The claim has been made by some contemporary adepts that in the breakthrough of enlightenment, the shadow is entirely flooded with the light of supraconsciousness. The implication is that the enlightened being is without shadow. This is difficult to accept as a statement about the conditional personality. The shadow is the product of the near-infinite permutations of unconscious processes that are essential to human life as we know it. While the personality is experiencing life, unconscious content is formed simply because no one can be continuously aware of everthing.



The uprooting of the ego-identity in enlightenment does not terminate the processes of attention: it merely ends the anchorage of attention to to ego. Moreover, the enlightened being continues to think and emote, which inevitably leaves an unconscious residue even when there is no inner attachment to these processes. The important difference is that this residue is not experienced as a hindrance to ego-transcendence simply because this is an ongoing process in the enlightened condition.



A few adepts have resolved this issue by admitting that there is a phantom ego, a vestigial personality center, even after awakening as the universal Reality. If we accept this proposition, then we could perhaps also speak of the existence of a phantom shadow or a vestigial shadow, which permits the enlightened being to function in the dimension of conditional reality. In the unenlightened individual, ego and shadow go together; we can postulate an analogous polarization between phantom ego and phantom shadow after enlightenment.



Even if we were to assume that enlightenment illumines and evaporates the shadow, we must still seriously question whether this illumination corresponds to integration- the basis for higher self-transformation. This means that it involves intentional change in the direction of psychic wholeness that can be observed by others. When I examine the lives of contemporary adepts claiming to be enlightened, I do not see evidence that such integration is being done. One of the first indications would be a visible willingness not only to reflect disciples back to themselves, but also have disciples be a mirror for the adept's further growth. However, this kind of willingness calls for an openness that is precluded by the authoritarian style adopted by most gurus.
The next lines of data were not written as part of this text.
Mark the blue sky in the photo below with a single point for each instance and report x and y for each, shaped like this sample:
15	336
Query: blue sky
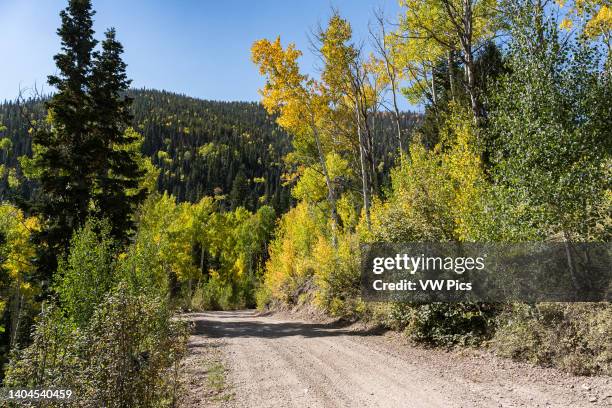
199	48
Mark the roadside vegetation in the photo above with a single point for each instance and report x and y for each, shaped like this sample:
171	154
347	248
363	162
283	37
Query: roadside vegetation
109	227
514	146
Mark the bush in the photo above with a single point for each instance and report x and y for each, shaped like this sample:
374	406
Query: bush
213	294
86	274
444	324
126	357
575	337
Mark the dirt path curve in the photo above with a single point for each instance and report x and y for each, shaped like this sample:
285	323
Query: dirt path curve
275	362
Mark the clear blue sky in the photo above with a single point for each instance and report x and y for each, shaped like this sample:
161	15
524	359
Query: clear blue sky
199	48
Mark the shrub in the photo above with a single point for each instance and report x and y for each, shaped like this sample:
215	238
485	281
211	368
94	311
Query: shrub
444	324
573	336
86	274
125	357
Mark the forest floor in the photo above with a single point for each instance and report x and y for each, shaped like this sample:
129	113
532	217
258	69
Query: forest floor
243	359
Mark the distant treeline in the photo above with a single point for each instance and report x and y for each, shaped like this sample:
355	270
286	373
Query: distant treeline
231	150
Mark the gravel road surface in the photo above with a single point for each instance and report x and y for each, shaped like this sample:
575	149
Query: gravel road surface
282	362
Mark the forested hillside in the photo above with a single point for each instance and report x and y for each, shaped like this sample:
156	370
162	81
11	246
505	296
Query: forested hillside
231	150
121	208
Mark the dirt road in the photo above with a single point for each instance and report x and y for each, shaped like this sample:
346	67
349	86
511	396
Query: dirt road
274	362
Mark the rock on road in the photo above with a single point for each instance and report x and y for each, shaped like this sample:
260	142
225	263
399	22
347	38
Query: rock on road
279	362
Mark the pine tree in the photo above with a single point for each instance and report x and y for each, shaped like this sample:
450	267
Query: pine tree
116	181
62	162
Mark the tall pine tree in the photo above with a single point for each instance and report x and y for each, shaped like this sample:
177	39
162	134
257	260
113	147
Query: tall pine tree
62	164
116	184
85	160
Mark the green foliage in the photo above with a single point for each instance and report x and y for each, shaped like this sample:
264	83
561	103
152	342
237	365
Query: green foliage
86	275
20	285
553	144
572	336
125	356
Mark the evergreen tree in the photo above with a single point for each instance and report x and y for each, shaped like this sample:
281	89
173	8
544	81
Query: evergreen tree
62	161
116	181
The traditional spiritual paths are by and large grounded in the vertical ideal of liberation from the conditioning of the body-mind. Therefore, they focus on what is conceived to be the ultimate good--transcendental Being. This spiritual single-mindedness jars the human psyche out of focus: its personal concerns become insignificant and its structures are viewed as something to be transcended as quickly as possible rather than transformed. Of course, all self-transcending methods involve a degree of self-transformation. But, as a rule, this does not entail a concerted effort to work with the shadow to accomplish psychic integration. This may explain why so many mystics and adepts are highly eccentric and authoritarian and appear socially to have weakly integrated personalities.



Unlike transcendence, integration occurs in the horizontal plane.
It extends the ideal of wholeness to the conditional personality and its social nexus. Yet, integration makes sense only when the conditional personality and the conditional world are not treated as irrevocable opponents of the Ultimate Reality but are valued as manifestations of it.



Having discovered the Divine in the depths of his or her own soul, the adept must then find the Divine in all life. This is, the adept's first principle obligation and responsibility. To put it differently, having drunk of the fountain of life, the adept must complete the spiritual opus and practice compassion on the basis of the recognition that everything participates in the universal field of the Divine.